China has been a prime example of what not to do when combating an emerging epidemic. Although the government finally issued an apology for its silence about the illness, it may still be underreporting the extent of the outbreak there.
In the rest of the world, public health experts have been extremely vocal and visible—but perhaps too much so. Officials from the US Centers for Disease Control and Prevention and elsewhere may be compensating for their earlier failures (such as the anthrax scare and the misidentification of the West Nile virus) in communicating with the public. But in the rush to get it right this time, the pendulum may have swung too far in the other direction.
With so many unknowns about the virus and the disease, some members of the research community question the wisdom of large-scale quarantines (see News, page 487) and alarming statements about the virus' permanence. The reported mortality rate—122 deaths or 3.5%—does not begin to approach that of many diseases that ravage the developing world, but panic about SARS is spreading faster than the disease itself.

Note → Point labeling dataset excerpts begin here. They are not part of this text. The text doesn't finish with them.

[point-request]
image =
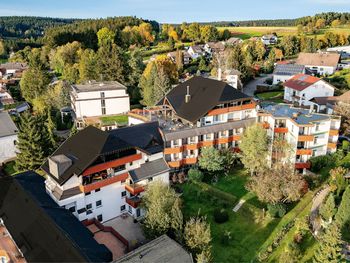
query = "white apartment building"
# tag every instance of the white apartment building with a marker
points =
(322, 63)
(309, 134)
(302, 89)
(284, 72)
(102, 175)
(8, 138)
(93, 99)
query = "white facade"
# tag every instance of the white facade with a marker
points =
(318, 89)
(106, 202)
(99, 102)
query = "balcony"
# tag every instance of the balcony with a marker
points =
(332, 145)
(306, 138)
(233, 108)
(281, 130)
(133, 201)
(134, 188)
(189, 160)
(103, 182)
(304, 152)
(172, 150)
(306, 165)
(333, 132)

In the long run, extreme measures are not sustainable and will most likely backfire. In Hong Kong and Singapore, for instance, there are reports that the mass quarantines are driving residents to seek untested alternative therapies and avoid hospitals—reactions that will only exacerbate the epidemic.
There is much to be lauded about the way the community has responded to the SARS epidemic, not least of which is the near-silence on the matter of patents and proprietary rights. But there are still many lessons to be learned about the best way to intervene in combating a global health problem.